Design a HashMap without using any built-in hash table libraries.
To be specific, your design should include these functions:
put(key, value): Insert a (key, value) pair into the HashMap. If the value already exists in the HashMap, update the value.get(key): Returns the value to which the specified key is mapped, or -1 if this map contains no mapping for the key.remove(key): Remove the mapping for the value key if this map contains the mapping for the key.
MyHashMap hashMap = new MyHashMap();
hashMap.put(1, 1);
hashMap.put(2, 2);
hashMap.get(1); // returns 1
hashMap.get(3); // returns -1 (not found)
hashMap.put(2, 1); // update the existing value
hashMap.get(2); // returns 1
hashMap.remove(2); // remove the mapping for 2
hashMap.get(2); // returns -1 (not found)
All keys and values will be in the range of [0, 1000000].
The number of operations will be in the range of [1, 10000].
Please do not use the built-in HashMap library.
Solutions (Click to expand)
HashMaps are data structure that we can insert and get values using a unique key. They are built off of array in that all the values are store in an array. In order organize these values we'll need a method of identifying a key with a certain index in the array. For this we can using hashing function that will compute the same index in the array for the same unique key we give it. Using this index we can insert or get the values stores at that index.
Depending on the hashing algorithm used there may be some index collisions involved where two different keys are hashed into the same index of the array. For these cases we will use a LinkedList to store multiple values at the same index. To retrieve the correct value from the list the nodes will be identified by their unhashed key.
We'll need an array to store the values of our HashMap. The initialize size can be anything but smaller numbers are better for less space and prime numbers are better for less index collisions.

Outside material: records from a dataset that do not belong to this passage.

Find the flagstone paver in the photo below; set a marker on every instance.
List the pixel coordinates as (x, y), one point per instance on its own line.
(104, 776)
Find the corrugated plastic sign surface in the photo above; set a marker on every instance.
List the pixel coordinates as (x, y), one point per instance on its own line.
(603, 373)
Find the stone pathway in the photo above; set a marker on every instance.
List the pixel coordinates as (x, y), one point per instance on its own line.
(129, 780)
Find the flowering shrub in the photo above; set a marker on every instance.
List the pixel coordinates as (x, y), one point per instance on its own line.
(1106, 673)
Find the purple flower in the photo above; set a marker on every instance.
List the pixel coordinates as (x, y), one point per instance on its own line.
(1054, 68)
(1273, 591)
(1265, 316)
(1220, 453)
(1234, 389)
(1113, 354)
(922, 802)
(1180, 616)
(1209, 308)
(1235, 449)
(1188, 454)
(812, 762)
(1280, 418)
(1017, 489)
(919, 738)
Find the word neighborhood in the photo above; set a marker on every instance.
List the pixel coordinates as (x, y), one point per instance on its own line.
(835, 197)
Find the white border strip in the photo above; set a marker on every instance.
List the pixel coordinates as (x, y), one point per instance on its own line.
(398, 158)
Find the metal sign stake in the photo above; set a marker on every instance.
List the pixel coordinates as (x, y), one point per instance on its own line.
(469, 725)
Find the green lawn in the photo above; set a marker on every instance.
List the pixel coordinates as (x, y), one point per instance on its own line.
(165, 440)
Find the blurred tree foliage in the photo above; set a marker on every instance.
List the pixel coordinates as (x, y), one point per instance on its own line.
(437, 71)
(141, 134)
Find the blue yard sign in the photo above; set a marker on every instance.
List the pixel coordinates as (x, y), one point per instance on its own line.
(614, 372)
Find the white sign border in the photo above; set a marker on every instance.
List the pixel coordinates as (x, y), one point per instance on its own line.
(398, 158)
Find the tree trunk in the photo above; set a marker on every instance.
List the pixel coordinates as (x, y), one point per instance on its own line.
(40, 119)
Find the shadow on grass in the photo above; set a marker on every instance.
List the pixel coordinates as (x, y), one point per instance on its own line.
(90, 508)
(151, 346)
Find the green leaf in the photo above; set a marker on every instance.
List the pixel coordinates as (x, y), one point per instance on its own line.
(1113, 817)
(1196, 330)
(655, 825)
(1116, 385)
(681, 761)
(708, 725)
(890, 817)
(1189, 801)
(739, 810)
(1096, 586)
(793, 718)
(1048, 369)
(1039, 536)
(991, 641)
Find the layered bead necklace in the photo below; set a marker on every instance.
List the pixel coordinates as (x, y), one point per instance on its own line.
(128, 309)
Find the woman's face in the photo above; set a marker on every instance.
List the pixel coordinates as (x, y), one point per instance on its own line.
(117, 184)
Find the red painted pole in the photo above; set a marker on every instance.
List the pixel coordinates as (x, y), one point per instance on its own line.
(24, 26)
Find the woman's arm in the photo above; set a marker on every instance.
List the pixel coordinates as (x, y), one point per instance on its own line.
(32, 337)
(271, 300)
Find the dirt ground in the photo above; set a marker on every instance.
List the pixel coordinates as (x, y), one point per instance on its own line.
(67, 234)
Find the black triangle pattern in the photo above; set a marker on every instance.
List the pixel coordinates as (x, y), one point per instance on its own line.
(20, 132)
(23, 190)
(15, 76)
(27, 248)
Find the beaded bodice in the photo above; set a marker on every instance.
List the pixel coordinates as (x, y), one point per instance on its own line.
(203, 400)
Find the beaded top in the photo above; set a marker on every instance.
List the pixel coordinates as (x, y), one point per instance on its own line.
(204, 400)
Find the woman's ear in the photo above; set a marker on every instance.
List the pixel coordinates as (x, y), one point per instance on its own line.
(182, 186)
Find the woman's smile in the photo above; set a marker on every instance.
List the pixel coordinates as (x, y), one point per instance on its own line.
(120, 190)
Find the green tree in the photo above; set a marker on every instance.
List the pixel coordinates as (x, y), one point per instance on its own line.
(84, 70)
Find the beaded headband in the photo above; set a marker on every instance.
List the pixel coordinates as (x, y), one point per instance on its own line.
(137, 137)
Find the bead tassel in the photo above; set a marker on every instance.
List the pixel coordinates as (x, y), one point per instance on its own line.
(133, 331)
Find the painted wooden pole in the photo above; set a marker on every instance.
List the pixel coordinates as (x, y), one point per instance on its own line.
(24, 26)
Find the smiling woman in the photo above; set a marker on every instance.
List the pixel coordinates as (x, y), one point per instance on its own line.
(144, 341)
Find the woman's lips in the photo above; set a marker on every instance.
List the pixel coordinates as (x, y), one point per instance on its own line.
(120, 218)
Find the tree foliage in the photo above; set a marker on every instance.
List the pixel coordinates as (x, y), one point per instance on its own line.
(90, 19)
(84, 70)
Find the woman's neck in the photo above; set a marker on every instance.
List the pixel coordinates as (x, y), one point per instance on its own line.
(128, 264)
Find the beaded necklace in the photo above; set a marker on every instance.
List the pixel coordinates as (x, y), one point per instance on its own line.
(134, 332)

For the hashing function we will multiply the number by a prime number and find the modulo using the size of the underlying array
Our values will be stored in an LinkedList of Entry nodes which is a custom class that includes the int value, int key, and Entry next that will acts as a link to the next Entry in the LinkedList
We'll take the index by hashing the key using our hashing function.
If the index at the array is null we will instantiate and insert a new Entry into that position in the array. If it is not null, we will traverse the list until we can find the matching Entry.
If found we will replace the value of the found Entry with the given value.
If the Entry is not found a new Entry will be made and inserted at the end of the list
We'll take the index by hashing the key using the our hashing function.
If the position in the array at the index is null then the key is non-existent in the HashMap, return -1
If it is not empty we will iterate over the list finding the matching Entry and if found return the value of the Entry
If not found the kay is not in the HashMap, return -1
We'll take the index by hashing the key using the our hashing function.
If the position in the array at the index is null then the key is non-existent in the HashMap, we do not need to remove an Entry
If it is not empty we will iterate over the list finding the matching Entry and if found remove the node by relinking its previous Entry with the next Entry of the Entry to be removed. If the Entry is the first one of the list make the next Entry the head Entry in the array at the index
If not found the kay is not in the HashMap, we do not need to remove an Entry
Time: O(1) Average for insertion, deletion and retrieving but worst case O(N)
Space: O(N) Where N is the number of entries in the HashMap